The exact etiology and pathophysiology of AE is unknown, but may be related to the entry of the amniotic fluid and fetal debris in the circulation of the mother. Although this complication occurs during pregnancy it may also occur in the immediate postpartum period or until 48 hours after delivery. Classically, AE appears in older pregnant women in advanced pregnancy, who suddenly collapse. AE may also occur after the end of pregnancy, after amniocentesis, placental abruption and trauma during a cesarean section and 30 min after delivery. Symptoms of AE begin with sudden onset of dyspnea and hypotension (abnormal behavior, convulsions, respiratory distress and cyanosis) that can occur before the cardiovascular collapse. DIC and hemorrhage can develop quickly. Hypertonic contractions and fetal distress may also occur. Amniotic fluid and fetal amniocytes enter the circulation of the mother and trigger a two-phase phenomenon. Phase 1 is indicated by hypoxia resulting from pulmonary arterial vasospasm and pulmonary hypertension, which eventually leads to the right and then left heart failure and acute respiratory distress syndrome. Women who survive these events may enter Phase 2 (hemorrhagic phase) characterized by massive hemorrhage, uterine atony and disseminated intravascular coagulopathy (DIC).

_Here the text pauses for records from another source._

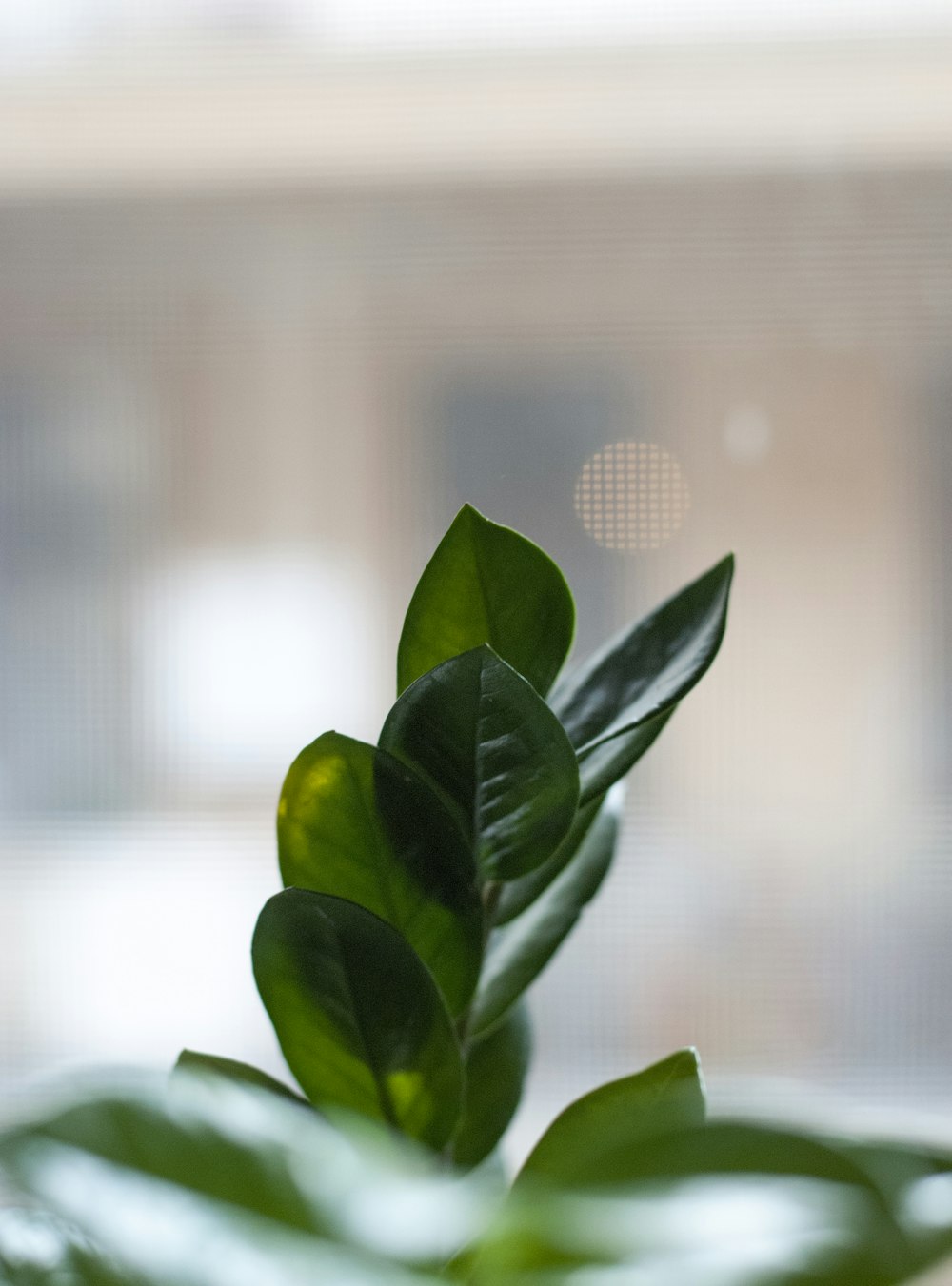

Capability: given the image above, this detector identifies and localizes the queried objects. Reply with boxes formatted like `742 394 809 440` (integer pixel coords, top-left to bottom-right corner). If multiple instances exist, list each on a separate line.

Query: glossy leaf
471 788 624 1033
511 1049 705 1187
396 505 575 696
550 554 733 801
278 732 483 1015
252 889 463 1148
380 645 579 880
172 1049 310 1107
493 796 605 927
453 1005 531 1169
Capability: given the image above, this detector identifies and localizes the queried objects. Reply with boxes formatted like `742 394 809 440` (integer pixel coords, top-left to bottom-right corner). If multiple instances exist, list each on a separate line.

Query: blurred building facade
0 25 952 1152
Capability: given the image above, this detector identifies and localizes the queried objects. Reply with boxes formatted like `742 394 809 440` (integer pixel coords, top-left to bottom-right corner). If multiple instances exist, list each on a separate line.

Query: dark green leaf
453 1005 532 1169
471 788 623 1033
278 732 483 1015
493 795 605 926
396 505 575 696
550 554 733 801
172 1049 310 1107
511 1049 705 1187
252 889 463 1148
380 645 579 880
579 706 678 803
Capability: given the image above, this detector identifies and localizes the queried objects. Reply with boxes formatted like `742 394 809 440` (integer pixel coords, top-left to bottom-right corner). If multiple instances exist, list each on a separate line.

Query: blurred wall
0 25 952 1147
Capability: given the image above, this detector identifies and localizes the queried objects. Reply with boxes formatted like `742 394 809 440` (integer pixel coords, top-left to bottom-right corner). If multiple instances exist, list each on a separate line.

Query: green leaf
0 1075 452 1286
0 1206 100 1286
278 732 484 1015
172 1049 310 1107
471 787 624 1034
493 795 605 927
453 1005 532 1169
550 554 733 802
396 505 575 696
380 645 579 880
252 889 463 1148
511 1049 705 1187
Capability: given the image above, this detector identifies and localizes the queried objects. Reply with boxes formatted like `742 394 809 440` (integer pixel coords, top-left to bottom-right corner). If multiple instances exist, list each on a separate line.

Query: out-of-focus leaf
172 1049 310 1107
0 1206 102 1286
380 645 579 880
278 732 483 1015
252 889 463 1150
0 1071 495 1283
471 791 623 1034
396 505 575 696
3 1142 432 1286
463 1174 905 1286
453 1005 531 1169
550 554 733 802
511 1049 705 1187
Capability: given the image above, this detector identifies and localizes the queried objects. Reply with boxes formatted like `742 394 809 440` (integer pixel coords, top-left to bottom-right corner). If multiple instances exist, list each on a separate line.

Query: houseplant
0 506 952 1286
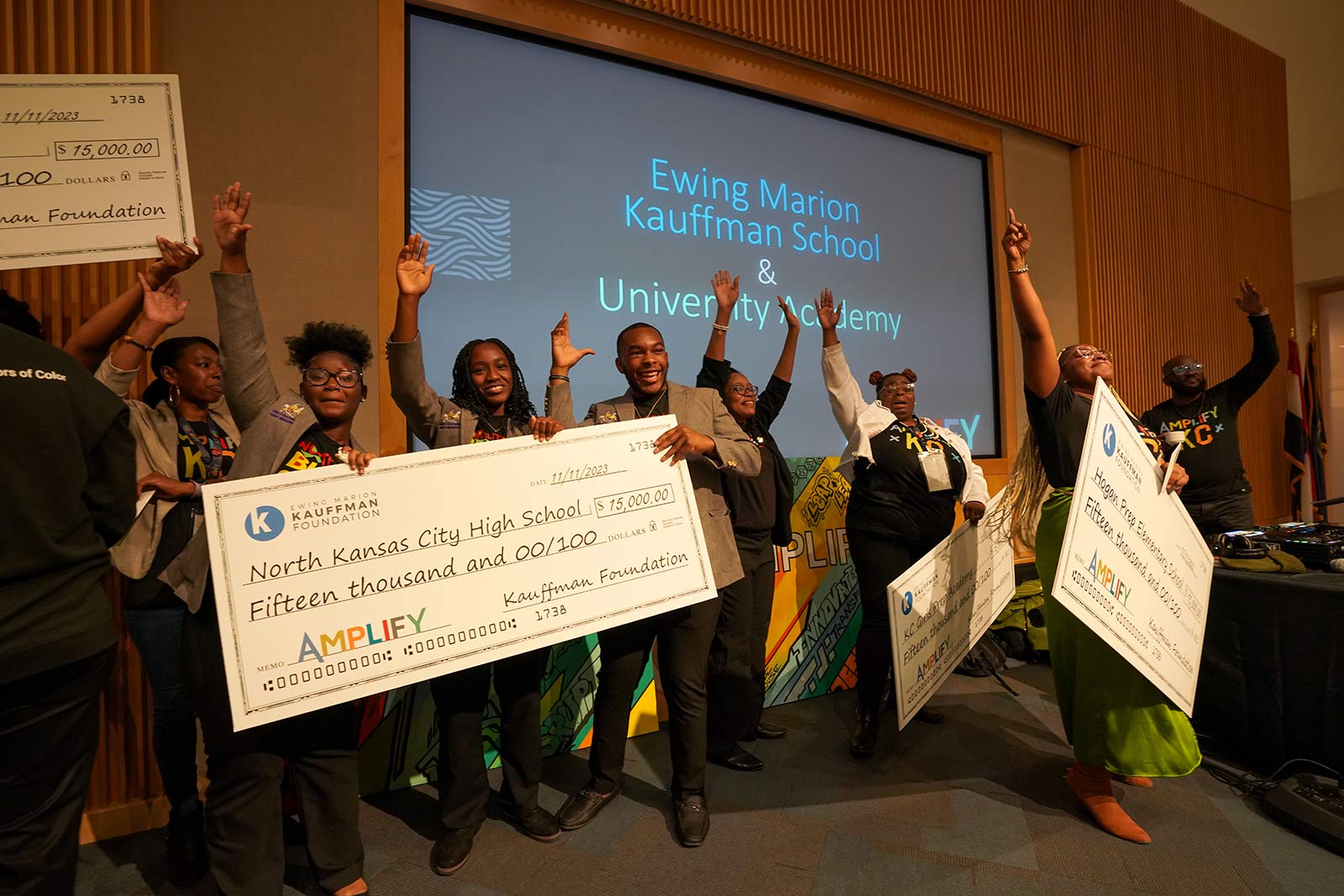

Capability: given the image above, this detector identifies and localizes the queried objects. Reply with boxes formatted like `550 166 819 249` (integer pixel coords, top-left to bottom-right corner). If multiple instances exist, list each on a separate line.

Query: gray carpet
76 666 1344 896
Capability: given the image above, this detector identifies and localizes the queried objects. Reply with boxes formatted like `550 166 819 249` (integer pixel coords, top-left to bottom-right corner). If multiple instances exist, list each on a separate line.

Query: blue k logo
244 504 285 542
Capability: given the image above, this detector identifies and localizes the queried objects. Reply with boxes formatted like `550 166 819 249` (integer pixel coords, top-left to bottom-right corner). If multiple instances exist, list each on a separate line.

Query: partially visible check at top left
0 76 197 269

There is no diagnostic scheme to confirm the presence of AE; diagnosis is usually confirmed at autopsy by the presence of fetal squames and fibers of hair in the pulmonary vasculature of the mother. More recently a sensitive noninvasive method for diagnosis of AE through peripheral maternal blood is applied. The presence of a glycoprotein antigen in the serum of the mother, which is found in the amniotic fluid and meconium, confirms the development of AE.

Patients with AE have a very poor prognosis. Thus, a rapid diagnosis is essential and resuscitation that must begin as soon as possible by an experienced team consisting of anesthesiologist, gynecologist and transfusionist. The treatment is non-specific, supportive, but it must be quick and it includes: oxygen support, correction of cardiovascular collapse with fluids and vasopressors, blood transfusion and clotting factors; advanced life support if cardiac arrest occurs (according to the principles of resuscitation in pregnancy); and treatment of coagulopathy with platelets, fresh frozen plasma and cryoprecipitate. Intensive monitoring together of mother with fetal monitoring in order to improve the outcome in the newborn is important, but resuscitation should not be delayed. In a woman who has not yet given birth, but has experienced a cardiac arrest, an emergency cesarean section postmortem should be considered. However, if the pregnant woman is hemodynamically unstable, but that does not have a cardiac arrest, this decision becomes much more complex and often depends on the status of the fetus.

Amniotic embolism is a life-threatening complication, but it can be potentially reversible. However, the fact remains that this syndrome can neither be predicted nor prevented [18].

Conclusion

Today, with the development of the obstetric intensive care units, good knowledge of the emergency situations, resuscitation skills and dexterity in the treatment, morbidity and mortality in pregnancy is significantly decreased.